La vida de la célula comunista del barrio era un insoportable avispero de disidencias y luchas intestinas. Mis pretensiones, tomar partido para ser más fuerte contra los enemigos de mis convicciones políticas, quedaron frustradas con mi militancia. Después de todo, me dije, mi única salida es volver a la postura que abandoné cuando opté por la entrar en el PCE, la de ser un francotirador solitario. Y así sigo, situación que fui reforzando durante el “reinado” de Felipe González, a quien voté en varias ocasiones por falta de candidatos más de mi agrado. Después llegó, como me temía, José María Aznar, a quien tanto había despreciado por su actividad de acoso y derribo de González desde la oposición. Sorprendentemente, aquel presidente del bigote inmóvil que tan poco me gustaba consiguió gobernar en mi opinión con tino y obtener éxitos indudables.

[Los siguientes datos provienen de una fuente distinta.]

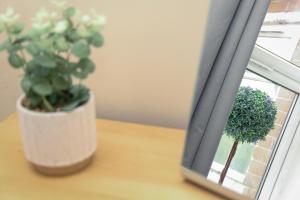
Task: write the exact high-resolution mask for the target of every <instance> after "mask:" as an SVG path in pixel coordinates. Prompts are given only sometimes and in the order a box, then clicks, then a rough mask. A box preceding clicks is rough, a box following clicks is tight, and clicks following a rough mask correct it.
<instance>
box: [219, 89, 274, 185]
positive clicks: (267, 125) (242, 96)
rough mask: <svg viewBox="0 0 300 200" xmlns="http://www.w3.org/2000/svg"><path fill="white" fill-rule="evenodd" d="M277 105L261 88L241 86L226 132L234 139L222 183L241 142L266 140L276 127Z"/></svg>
mask: <svg viewBox="0 0 300 200" xmlns="http://www.w3.org/2000/svg"><path fill="white" fill-rule="evenodd" d="M276 113H277V107H276V105H275V103H274V102H273V101H272V99H271V98H270V97H269V96H268V95H267V94H266V93H265V92H262V91H260V90H255V89H252V88H250V87H240V89H239V91H238V93H237V96H236V99H235V102H234V105H233V108H232V111H231V113H230V116H229V119H228V122H227V124H226V127H225V134H226V135H228V136H229V137H231V138H232V139H233V140H234V143H233V146H232V148H231V151H230V153H229V156H228V159H227V161H226V164H225V166H224V169H223V170H222V172H221V175H220V179H219V184H222V183H223V181H224V179H225V177H226V174H227V171H228V169H229V167H230V163H231V161H232V159H233V157H234V155H235V153H236V150H237V147H238V144H239V143H244V142H247V143H253V142H257V141H259V140H264V139H265V137H266V135H267V134H268V133H269V131H270V130H271V129H272V128H273V127H274V121H275V117H276Z"/></svg>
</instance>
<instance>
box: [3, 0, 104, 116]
mask: <svg viewBox="0 0 300 200" xmlns="http://www.w3.org/2000/svg"><path fill="white" fill-rule="evenodd" d="M54 4H55V5H54V9H52V10H51V11H50V10H49V9H45V8H41V9H40V10H39V11H38V12H37V13H36V15H35V17H34V18H32V23H31V27H29V28H25V26H24V24H23V23H20V22H18V19H19V15H18V14H16V13H15V12H14V10H13V9H12V8H8V9H7V10H6V11H5V12H4V13H2V14H0V34H4V37H0V38H5V39H4V41H1V43H0V51H6V52H7V54H8V62H9V64H10V65H11V66H12V67H13V68H15V69H20V70H22V71H23V76H22V80H21V88H22V90H23V91H24V93H25V98H24V99H23V102H22V104H23V106H25V107H27V108H28V109H31V110H35V111H41V112H57V111H72V110H74V109H75V108H77V107H78V106H80V105H82V104H84V103H85V102H87V101H88V99H89V97H90V93H89V89H88V88H86V87H85V86H84V85H82V83H81V82H82V80H84V79H86V78H87V77H88V75H89V74H91V73H93V72H94V70H95V63H94V62H93V61H92V59H91V58H90V55H91V50H92V48H93V47H94V48H99V47H101V46H102V45H103V42H104V40H103V36H102V35H101V31H102V28H103V25H104V24H105V17H104V16H101V15H97V14H96V12H95V11H91V13H90V14H82V13H81V12H80V11H79V10H78V9H76V8H74V7H65V6H64V2H61V1H58V2H54Z"/></svg>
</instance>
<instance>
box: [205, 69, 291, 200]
mask: <svg viewBox="0 0 300 200" xmlns="http://www.w3.org/2000/svg"><path fill="white" fill-rule="evenodd" d="M241 86H242V87H243V86H245V87H250V88H253V89H257V90H260V91H263V92H265V93H266V94H267V95H268V96H269V97H270V98H271V99H272V100H273V101H274V102H275V104H276V107H277V114H276V117H275V118H276V120H275V123H274V124H275V125H274V129H272V130H271V131H269V132H268V134H267V135H266V137H265V140H264V141H263V140H261V141H256V142H250V143H249V142H244V143H241V142H239V143H238V146H237V150H236V153H235V155H234V157H233V159H232V161H231V163H230V166H229V169H228V171H227V174H226V176H225V179H224V182H223V186H225V187H227V188H229V189H232V190H234V191H236V192H238V193H241V194H243V195H246V196H247V197H250V198H254V197H255V194H256V192H257V189H258V187H259V184H260V182H261V179H262V176H263V174H264V173H265V169H266V167H267V164H268V162H269V159H270V156H271V153H272V151H273V149H274V147H275V144H276V141H277V139H278V137H279V135H280V133H281V130H282V127H283V125H284V123H285V120H286V118H287V115H288V112H289V110H290V108H291V107H292V104H293V100H294V98H295V96H296V94H295V93H294V92H292V91H290V90H288V89H286V88H284V87H281V86H279V85H277V84H276V83H273V82H271V81H269V80H267V79H265V78H263V77H261V76H259V75H256V74H254V73H252V72H250V71H246V72H245V74H244V77H243V80H242V83H241ZM244 117H247V115H245V116H244ZM233 143H234V139H233V137H229V136H227V135H226V134H225V131H224V134H223V137H222V139H221V142H220V144H219V147H218V150H217V153H216V155H215V158H214V162H213V164H212V166H211V170H210V173H209V175H208V179H210V180H212V181H214V182H216V183H218V182H219V178H220V174H221V172H222V170H223V169H224V166H225V164H226V161H227V159H228V157H229V154H230V151H231V149H232V146H233Z"/></svg>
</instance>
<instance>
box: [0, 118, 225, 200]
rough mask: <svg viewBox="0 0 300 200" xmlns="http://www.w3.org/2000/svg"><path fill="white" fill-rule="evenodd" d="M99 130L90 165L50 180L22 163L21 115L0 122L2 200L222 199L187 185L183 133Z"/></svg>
mask: <svg viewBox="0 0 300 200" xmlns="http://www.w3.org/2000/svg"><path fill="white" fill-rule="evenodd" d="M97 128H98V133H99V135H98V139H99V146H98V150H97V152H96V155H95V158H94V161H93V162H92V163H91V165H89V166H88V167H87V168H85V169H84V170H83V171H80V172H79V173H76V174H73V175H69V176H64V177H47V176H44V175H41V174H39V173H37V172H36V171H34V170H33V169H32V168H31V166H30V165H29V164H28V162H26V160H25V158H24V155H23V150H22V146H21V143H20V136H19V125H18V119H17V115H16V114H13V115H11V116H10V117H8V118H7V119H6V120H4V121H2V122H0V199H1V200H48V199H49V200H50V199H51V200H68V199H70V200H77V199H84V200H94V199H95V200H96V199H97V200H101V199H104V200H106V199H107V200H109V199H151V200H158V199H163V200H166V199H172V200H176V199H180V200H192V199H197V200H218V199H222V198H220V197H218V196H216V195H214V194H212V193H210V192H208V191H206V190H205V189H202V188H199V187H197V186H195V185H193V184H190V183H188V182H185V181H184V180H183V178H182V176H181V174H180V157H181V153H182V149H183V143H184V131H183V130H176V129H168V128H160V127H154V126H145V125H138V124H130V123H124V122H117V121H109V120H98V121H97Z"/></svg>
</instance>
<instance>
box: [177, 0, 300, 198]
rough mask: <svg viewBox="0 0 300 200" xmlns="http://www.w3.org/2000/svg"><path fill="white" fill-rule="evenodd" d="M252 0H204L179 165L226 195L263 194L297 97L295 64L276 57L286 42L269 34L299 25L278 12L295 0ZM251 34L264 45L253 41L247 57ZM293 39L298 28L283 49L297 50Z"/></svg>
mask: <svg viewBox="0 0 300 200" xmlns="http://www.w3.org/2000/svg"><path fill="white" fill-rule="evenodd" d="M280 2H281V1H280ZM295 2H298V1H293V3H295ZM252 3H253V4H251V6H250V5H247V4H250V2H249V1H241V2H239V3H238V4H234V3H233V2H232V1H226V3H224V2H222V1H218V0H214V1H212V3H211V10H210V14H209V18H208V26H207V34H206V38H205V45H204V47H203V53H202V55H201V59H200V70H199V75H198V80H197V83H196V86H195V96H194V102H193V105H192V110H191V117H190V123H189V127H188V129H187V136H186V143H185V149H184V154H183V159H182V166H183V174H184V175H185V176H186V177H187V178H188V179H190V180H193V181H194V182H196V183H198V184H200V185H203V183H202V181H201V180H200V179H201V178H200V177H201V176H202V177H205V178H207V179H208V180H209V181H211V182H212V183H215V188H220V186H222V189H224V188H226V189H228V190H230V191H232V192H234V193H232V194H240V196H238V197H237V196H234V195H233V196H230V195H229V197H230V198H232V199H239V198H242V196H243V197H245V198H247V199H262V200H263V199H266V197H267V198H268V199H270V197H271V195H272V190H273V188H274V187H275V186H274V185H275V184H276V180H277V176H279V173H280V169H281V167H282V165H283V163H284V157H285V156H286V155H287V153H288V146H289V145H291V140H292V139H291V138H292V137H293V135H295V134H296V131H292V132H291V131H288V132H289V133H287V131H286V130H290V129H291V127H292V126H294V125H293V123H294V118H293V117H291V116H294V114H295V113H294V114H293V110H294V108H295V106H296V105H298V104H297V102H298V101H299V100H298V94H299V92H300V91H299V89H298V88H300V82H299V81H298V78H297V77H299V76H300V72H299V71H300V70H299V68H298V67H296V66H294V65H293V64H291V63H289V62H286V60H289V61H291V60H292V59H287V58H285V60H284V59H283V58H281V57H283V56H282V55H283V53H286V52H285V51H286V48H281V49H280V48H279V47H278V46H276V45H273V44H275V43H276V42H278V41H279V40H280V38H281V39H282V42H284V41H285V40H287V39H288V38H287V37H277V36H276V34H278V33H279V32H280V33H281V32H282V31H283V29H284V30H285V31H288V30H289V31H292V32H293V30H295V29H294V28H295V26H299V25H298V24H297V25H295V24H293V29H289V28H288V27H281V26H282V24H280V22H279V21H280V17H282V16H284V17H285V19H287V20H286V21H285V22H286V23H290V22H291V21H289V20H291V18H289V17H293V16H295V15H294V14H293V15H289V16H286V15H285V14H283V13H280V12H284V11H288V12H295V10H296V9H297V8H298V7H299V6H298V5H300V1H299V3H295V5H294V4H293V8H292V7H289V6H288V5H287V4H285V3H284V2H283V1H282V3H281V4H280V6H279V5H277V4H278V2H277V1H274V2H273V1H272V2H271V4H269V3H270V2H269V1H253V2H252ZM275 4H276V5H275ZM250 7H251V8H253V9H252V10H247V9H246V8H250ZM279 7H280V8H279ZM278 9H279V11H278ZM280 9H281V10H280ZM220 10H222V12H220ZM275 10H276V11H275ZM267 12H268V14H267V17H266V19H265V21H264V22H263V19H264V16H265V14H266V13H267ZM232 13H234V15H231V14H232ZM270 13H271V14H270ZM276 13H277V14H276ZM228 19H229V22H228ZM270 19H272V20H273V21H272V23H271V24H270ZM274 19H279V21H278V20H277V21H276V20H274ZM276 22H277V23H278V24H274V23H276ZM293 22H294V21H293V20H292V22H291V23H293ZM220 24H222V26H220ZM273 25H275V26H273ZM271 26H273V27H271ZM285 28H287V29H285ZM275 29H276V30H279V29H280V30H281V31H274V30H275ZM259 30H261V32H260V34H259V37H258V39H257V36H258V33H259ZM299 30H300V29H299ZM289 33H290V32H289ZM274 34H275V36H276V37H275V36H274ZM256 39H257V41H256ZM255 41H256V43H257V44H259V45H260V46H262V47H264V48H267V49H268V50H266V49H263V48H261V47H258V46H256V47H255V52H256V53H255V55H252V57H251V52H252V48H253V46H254V44H255ZM298 41H299V35H298V37H297V40H293V42H294V43H295V44H294V46H293V49H288V51H294V53H293V52H292V53H290V55H293V58H295V57H297V56H298V54H297V52H298V47H297V45H298V46H299V42H298ZM277 44H278V43H277ZM270 47H272V48H273V47H274V48H275V49H276V50H277V52H274V51H273V50H272V49H270ZM270 51H271V52H270ZM278 52H281V53H282V55H280V53H278ZM274 53H275V54H274ZM276 54H279V55H280V56H281V57H279V56H278V55H276ZM250 57H251V58H250ZM249 58H250V59H249ZM249 60H250V61H249ZM294 60H295V59H294ZM296 60H297V59H296ZM294 63H295V62H294ZM224 127H225V128H224ZM287 135H289V136H288V137H287ZM283 146H287V148H283ZM274 163H276V164H275V165H274ZM197 177H198V178H197ZM270 177H272V178H270ZM199 178H200V179H199ZM217 185H218V186H219V187H218V186H217ZM204 187H205V186H204ZM216 190H217V191H216V192H218V191H219V189H216ZM225 193H226V192H225ZM223 194H224V191H223ZM229 194H230V193H229Z"/></svg>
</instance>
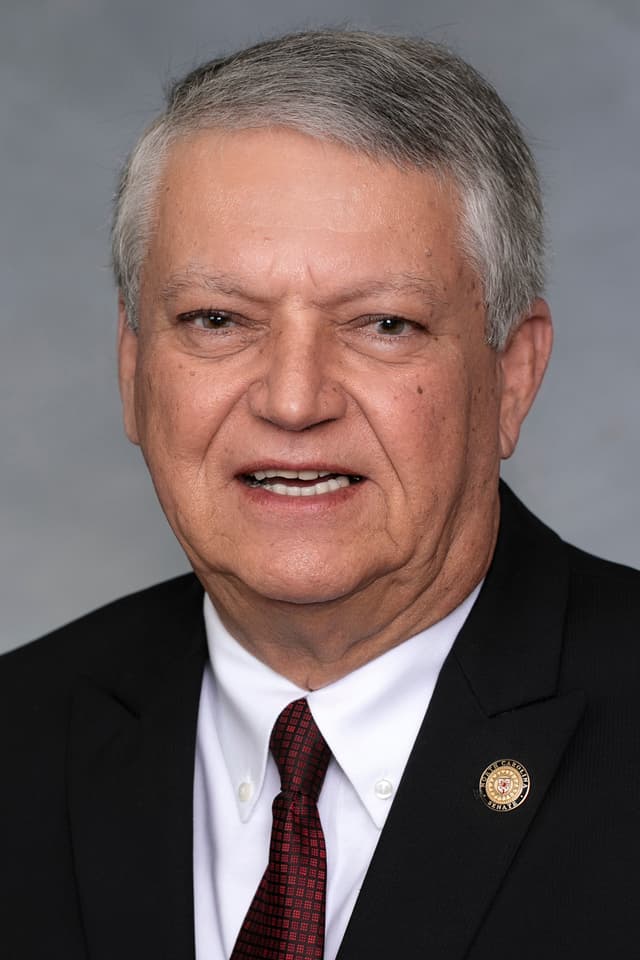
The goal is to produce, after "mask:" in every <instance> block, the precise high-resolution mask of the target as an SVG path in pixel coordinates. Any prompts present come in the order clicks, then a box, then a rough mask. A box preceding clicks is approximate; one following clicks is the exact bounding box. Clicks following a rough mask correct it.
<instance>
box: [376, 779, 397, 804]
mask: <svg viewBox="0 0 640 960" xmlns="http://www.w3.org/2000/svg"><path fill="white" fill-rule="evenodd" d="M373 792H374V793H375V795H376V797H378V799H379V800H389V799H390V797H392V796H393V784H392V783H391V781H390V780H378V781H377V782H376V784H375V786H374V788H373Z"/></svg>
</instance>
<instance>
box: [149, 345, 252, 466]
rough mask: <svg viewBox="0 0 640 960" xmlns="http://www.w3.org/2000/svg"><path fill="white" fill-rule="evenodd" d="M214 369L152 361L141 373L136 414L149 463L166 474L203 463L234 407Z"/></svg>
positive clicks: (183, 360)
mask: <svg viewBox="0 0 640 960" xmlns="http://www.w3.org/2000/svg"><path fill="white" fill-rule="evenodd" d="M223 382H224V381H219V383H217V382H216V378H215V371H211V370H210V369H209V370H205V369H202V368H199V367H193V366H190V365H189V364H187V363H185V362H184V360H177V361H175V362H174V363H167V362H166V360H164V359H163V360H162V361H160V360H159V358H155V357H153V356H151V357H149V358H148V360H147V362H146V363H143V364H141V365H139V367H138V370H137V372H136V414H137V422H138V427H139V430H140V435H141V442H142V447H143V450H144V453H145V457H146V458H147V460H148V461H152V462H154V464H157V465H159V466H160V467H162V468H163V469H164V470H167V468H168V469H169V470H175V469H176V468H177V469H180V468H182V467H185V466H187V465H188V464H190V463H193V464H196V465H197V464H200V462H201V461H202V459H203V457H204V456H205V454H206V451H207V450H208V448H209V446H210V444H211V442H212V440H213V439H214V438H215V437H216V435H217V433H218V431H219V430H220V427H221V425H222V424H223V423H224V421H225V419H226V417H227V415H228V413H229V411H230V409H231V408H232V406H233V403H234V399H235V398H234V397H232V396H230V395H229V391H228V390H227V391H225V390H224V389H222V390H221V389H219V385H220V383H223Z"/></svg>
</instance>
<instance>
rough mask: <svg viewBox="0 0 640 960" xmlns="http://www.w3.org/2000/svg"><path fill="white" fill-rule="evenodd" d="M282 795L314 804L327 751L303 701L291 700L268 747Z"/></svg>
mask: <svg viewBox="0 0 640 960" xmlns="http://www.w3.org/2000/svg"><path fill="white" fill-rule="evenodd" d="M269 746H270V749H271V753H272V754H273V758H274V760H275V761H276V764H277V765H278V770H279V772H280V780H281V784H282V792H283V793H303V794H304V795H305V796H307V797H310V798H311V799H312V800H313V801H314V802H316V801H317V799H318V796H319V794H320V789H321V787H322V781H323V780H324V775H325V773H326V772H327V764H328V763H329V757H330V756H331V751H330V750H329V747H328V746H327V744H326V742H325V739H324V737H323V736H322V734H321V733H320V731H319V730H318V728H317V726H316V722H315V720H314V719H313V717H312V716H311V711H310V710H309V704H308V703H307V701H306V700H305V699H302V700H294V702H293V703H290V704H289V706H287V707H285V708H284V710H283V711H282V713H281V714H280V716H279V717H278V719H277V720H276V722H275V724H274V727H273V732H272V734H271V742H270V744H269Z"/></svg>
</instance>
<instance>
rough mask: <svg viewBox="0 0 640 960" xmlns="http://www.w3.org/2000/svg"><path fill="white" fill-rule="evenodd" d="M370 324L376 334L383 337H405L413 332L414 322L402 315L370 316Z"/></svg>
mask: <svg viewBox="0 0 640 960" xmlns="http://www.w3.org/2000/svg"><path fill="white" fill-rule="evenodd" d="M371 326H372V327H373V330H374V332H375V333H376V334H378V335H379V336H385V337H406V336H409V334H411V333H414V332H415V329H416V324H415V323H411V321H409V320H405V319H404V317H396V316H392V315H390V316H384V317H372V318H371Z"/></svg>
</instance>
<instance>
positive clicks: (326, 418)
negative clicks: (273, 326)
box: [249, 318, 346, 431]
mask: <svg viewBox="0 0 640 960" xmlns="http://www.w3.org/2000/svg"><path fill="white" fill-rule="evenodd" d="M335 351H336V346H335V345H334V346H333V347H332V346H331V344H330V343H328V342H327V339H326V338H325V337H323V336H322V334H321V332H320V331H318V330H316V329H314V326H313V323H312V322H309V323H307V322H306V320H302V319H300V318H298V320H297V321H296V320H294V322H292V323H290V324H287V325H286V326H284V327H282V328H280V329H278V330H277V331H274V332H273V333H272V336H271V338H270V343H269V345H268V347H267V348H266V350H265V354H264V365H263V369H262V370H261V376H260V377H259V378H258V379H256V380H255V381H254V382H253V383H252V384H251V387H250V389H249V404H250V406H251V410H252V412H253V414H254V415H255V416H257V417H260V418H261V419H262V420H268V421H269V422H270V423H273V424H275V425H276V426H278V427H280V428H282V429H284V430H297V431H300V430H307V429H308V428H309V427H313V426H316V425H318V424H321V423H326V422H328V421H331V420H337V419H339V418H340V417H341V416H343V415H344V412H345V408H346V396H345V392H344V389H343V386H342V384H341V382H340V377H339V370H338V369H337V368H338V367H339V361H338V360H337V359H336V356H335Z"/></svg>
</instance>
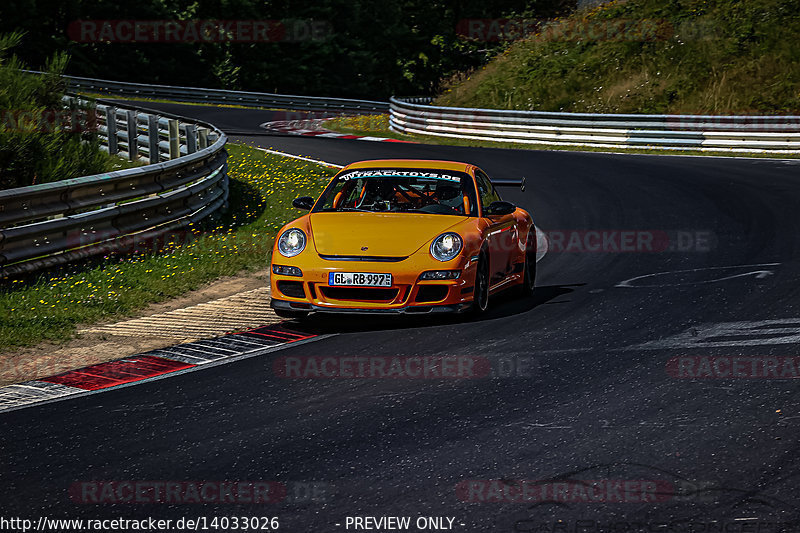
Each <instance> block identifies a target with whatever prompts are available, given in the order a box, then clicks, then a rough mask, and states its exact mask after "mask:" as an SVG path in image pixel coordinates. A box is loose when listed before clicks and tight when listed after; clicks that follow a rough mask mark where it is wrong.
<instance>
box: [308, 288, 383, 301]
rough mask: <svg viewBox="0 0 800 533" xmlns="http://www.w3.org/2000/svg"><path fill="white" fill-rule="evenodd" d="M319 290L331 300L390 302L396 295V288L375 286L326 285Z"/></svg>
mask: <svg viewBox="0 0 800 533" xmlns="http://www.w3.org/2000/svg"><path fill="white" fill-rule="evenodd" d="M318 288H319V290H320V292H321V293H322V294H323V295H324V296H325V298H329V299H331V300H350V301H360V302H391V301H392V300H394V299H395V298H396V297H397V293H398V290H397V289H387V288H377V287H327V286H319V287H318Z"/></svg>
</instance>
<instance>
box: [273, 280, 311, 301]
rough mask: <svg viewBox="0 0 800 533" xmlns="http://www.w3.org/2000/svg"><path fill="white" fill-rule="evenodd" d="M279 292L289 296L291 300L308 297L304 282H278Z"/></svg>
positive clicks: (295, 281) (285, 280) (279, 281)
mask: <svg viewBox="0 0 800 533" xmlns="http://www.w3.org/2000/svg"><path fill="white" fill-rule="evenodd" d="M278 290H279V291H281V292H282V293H283V295H284V296H288V297H289V298H305V297H306V293H305V291H304V290H303V282H302V281H286V280H280V281H279V282H278Z"/></svg>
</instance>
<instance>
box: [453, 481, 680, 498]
mask: <svg viewBox="0 0 800 533" xmlns="http://www.w3.org/2000/svg"><path fill="white" fill-rule="evenodd" d="M674 494H676V491H675V488H674V487H673V486H672V484H671V483H670V482H668V481H658V480H644V479H599V480H564V481H544V480H526V479H520V480H501V479H470V480H465V481H462V482H460V483H458V484H457V485H456V497H457V498H458V499H459V500H461V501H463V502H470V503H538V502H558V503H579V502H583V503H651V502H665V501H669V500H670V499H672V497H673V495H674Z"/></svg>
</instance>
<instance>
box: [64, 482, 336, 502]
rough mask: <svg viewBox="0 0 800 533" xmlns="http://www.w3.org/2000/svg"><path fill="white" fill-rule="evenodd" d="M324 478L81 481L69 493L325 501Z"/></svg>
mask: <svg viewBox="0 0 800 533" xmlns="http://www.w3.org/2000/svg"><path fill="white" fill-rule="evenodd" d="M333 492H334V490H333V486H332V485H330V484H328V483H325V482H321V481H309V482H306V481H286V482H279V481H209V480H206V481H147V480H129V481H122V480H117V481H79V482H76V483H73V484H72V485H71V486H70V487H69V497H70V500H72V501H73V502H74V503H79V504H119V503H126V504H192V503H199V504H209V503H211V504H242V503H253V504H275V503H293V504H301V503H321V502H325V501H328V500H329V499H330V498H331V497H332V495H333Z"/></svg>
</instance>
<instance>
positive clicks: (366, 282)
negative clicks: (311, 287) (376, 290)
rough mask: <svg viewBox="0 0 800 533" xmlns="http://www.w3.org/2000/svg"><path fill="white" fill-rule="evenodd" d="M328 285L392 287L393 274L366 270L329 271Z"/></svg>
mask: <svg viewBox="0 0 800 533" xmlns="http://www.w3.org/2000/svg"><path fill="white" fill-rule="evenodd" d="M328 285H348V286H350V287H391V286H392V275H391V274H369V273H366V272H329V273H328Z"/></svg>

La izquierda, tanto la eco-comunista como la socialista, andaba hecha unos zorros durante aquellos años, hasta el punto de que nadie daba un chavo por ella. De pronto, cuando Aznar estaba a punto de cumplir su insólita e increíble promesa de limitar su mandato a dos legislaturas, tuvo lugar la masacre del 11-M en los trenes de cercanías de Madrid. El gobierno se aferró demasiado a la tesis de que había sido ETA mientras que la oposición, que parecía tener más datos que el propio Ministerio del Interior, apostaba por la tesis del terrorismo islámico. Cada partido optó por la tesis que más le podía favorecer. La oposición de izquierdas decidió que el gobierno Aznar era culpable sin excusas del atentado ya que este no era otra cosa que la penalización merecida por su apoyo a la invasión angloamericana de Irak. Así las cosas, llegó el día de reflexión y las calles de Madrid y de otras ciudades de España se llenaron de energúmenos izquierdosos y antisistema que acusaron a Aznar de asesino. Sabían que Aznar sería defenestrado y que Z sería P. El respeto a las reglas de juego era lo de menos. Para mí, esas algaradas de la izquierda fueron la riada que desbordó mi resistencia y las condené sin paliativos.
¿Soy hoy menos de izquierdas que cuando milité en un partido de “izquierdas”? Cada cual es muy suyo de pensar lo que quiera, pero yo les digo a quienes lo duden que antes de militar en el PCE, militando en el PCE y después de militar en el PCE defendí y sigo defendiendo lo mismo, con absoluta y plena convicción: la libertad y la democracia.